In 1968, Cape Girardeau County had five banks, four in Cape Girardeau and one in Jackson. The five banks at that time were considering a move to computerize their bookkeeping and other transactions at a computer center a large metropolitan bank was planning to build in "a Southeast Missouri community."
According to a Dun & Bradstreet report that year, Cape County had added 35 manufacturers, wholesalers and retailers in the preceding year.
First quarter sales reports were good, except in one area: women's hats. In 1968, there were still millinery stores, such as Dolly's Hat Shop on Main Street which was remodeled that year, but women were giving up wearing hats because they didn't fit the current bouffant hair style.
Hats however were not among the items listed as available in the new fashionable Libson shop that opened a new location that year at 119 North Main St.
Prince Gardner, manufacturer of leather goods, added on to its factory in St. Marys, Mo. It was the third addition since the company opened in 1951.
Liberty Food Giant opened that year at its present location on North Kingshighway, where it's now known as Food Giant. Other grocery stores to open or expand that year were Kroger and National.

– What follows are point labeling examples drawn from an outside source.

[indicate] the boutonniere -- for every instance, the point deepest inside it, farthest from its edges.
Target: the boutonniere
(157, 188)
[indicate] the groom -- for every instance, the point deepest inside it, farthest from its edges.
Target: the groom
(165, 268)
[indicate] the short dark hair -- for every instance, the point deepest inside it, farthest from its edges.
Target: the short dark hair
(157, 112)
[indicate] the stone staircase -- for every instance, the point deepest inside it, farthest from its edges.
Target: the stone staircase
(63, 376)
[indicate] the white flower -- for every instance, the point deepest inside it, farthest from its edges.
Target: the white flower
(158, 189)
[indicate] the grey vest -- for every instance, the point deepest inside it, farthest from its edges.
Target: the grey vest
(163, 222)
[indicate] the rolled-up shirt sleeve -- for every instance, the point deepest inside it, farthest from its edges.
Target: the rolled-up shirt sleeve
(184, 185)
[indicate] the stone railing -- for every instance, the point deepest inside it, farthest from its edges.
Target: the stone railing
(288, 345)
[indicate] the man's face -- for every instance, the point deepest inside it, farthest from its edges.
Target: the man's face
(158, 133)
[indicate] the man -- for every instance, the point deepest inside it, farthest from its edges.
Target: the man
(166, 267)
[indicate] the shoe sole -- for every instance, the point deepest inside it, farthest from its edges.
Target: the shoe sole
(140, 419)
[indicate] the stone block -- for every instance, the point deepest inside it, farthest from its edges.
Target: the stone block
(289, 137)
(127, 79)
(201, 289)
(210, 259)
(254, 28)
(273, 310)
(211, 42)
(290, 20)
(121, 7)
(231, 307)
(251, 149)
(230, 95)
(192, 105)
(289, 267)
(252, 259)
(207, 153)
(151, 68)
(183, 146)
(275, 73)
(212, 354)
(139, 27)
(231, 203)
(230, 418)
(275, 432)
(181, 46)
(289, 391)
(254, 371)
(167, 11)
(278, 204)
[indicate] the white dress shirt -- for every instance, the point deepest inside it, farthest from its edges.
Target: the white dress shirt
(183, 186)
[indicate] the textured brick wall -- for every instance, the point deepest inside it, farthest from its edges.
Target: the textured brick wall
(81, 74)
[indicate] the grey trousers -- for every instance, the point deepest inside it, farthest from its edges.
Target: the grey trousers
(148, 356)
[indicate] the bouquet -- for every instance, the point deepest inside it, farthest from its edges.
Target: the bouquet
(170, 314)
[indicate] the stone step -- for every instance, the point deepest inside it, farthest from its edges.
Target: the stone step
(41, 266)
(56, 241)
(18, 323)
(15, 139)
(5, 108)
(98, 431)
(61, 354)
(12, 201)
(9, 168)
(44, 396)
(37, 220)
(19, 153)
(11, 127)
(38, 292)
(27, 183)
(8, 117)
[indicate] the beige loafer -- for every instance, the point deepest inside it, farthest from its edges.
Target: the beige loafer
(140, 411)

They joined IGA and the A&P.
Restaurant chains that were popular then, but are now memories, opened in 1968: Lum's and Shakey's Pizza. McDonald's opened that year too; it is the only of those remaining.
In July, G.D. Fronabarger, business editor for the Southeast Missourian, quoted restaurant owner Richard Barnhouse as saying about restaurant offerings in Cape Girardeau, "If you can't get it on Broadway, you can't get it."
Also in July, Fronabarger noted the beginning of an upward swing in the construction of apartment buildings. In 1968, a financial office whose owner still used his middle initial opened: Edward D. Jones.
James E. Brown, president of Mercantile Trust Co. locally, announced that about 350 banks joined together to create Bankmark, a new credit card system.
Monthly airplane auctions were held at the municipal airport. In November, 15 airplanes were sold. New businesses opening included a forerunner to Krispy Kreme, the Tastee Donut Shops, based in New Orleans, and Rodells, For the Man, a men's clothing store. Construction was scheduled to begin on a new Ramada Inn at Gordonville Road and I-55, a Drury representative announced.
As 1968 came to an end, Fronabarger reported that 52 new businesses, mostly retail, had opened in town. There had been nine major expansions and 10 relocations. The year brought seven new industries: Charmin Paper Products, Florsheim Shoe Co., Bennett Corrugated Box Co., Leatherwood Manufacturing Co., Norton Manufacturing Co, Beaver Boat Co. and Bumpa-Tel, Inc. Expansions included Superior Electric Products Co., Central Packing Co., and Mid-South Steel Products.
There were no megastores that covered acres, and shopping was consolidated mostly in outdoor shopping centers, not indoor climate-controlled malls. Day care centers were usually a grandparent or a willing neighbor. Drive-through windows in fast-food restaurants have replaced car hops or walk-up windows.
When today's 40 Under 40 honorees relax after work with a workout at a fitness center, while they hydrate themselves with bottled water, maybe they can marvel at the fact that 40 years ago, no one hydrated; they drank water from public fountains. Sometimes the water was cooled. Workout fashions were mostly sweat suits or shorts and T- shirts. Athletic shoes were not specialized beyond tennis and running. There were no protein bars or energy drinks for a quick pick-me-up after a workout. Nor were franchises built around the sale and promotion of any of those services and products.
It makes one wonder what -- and who -- the next 40 years will bring.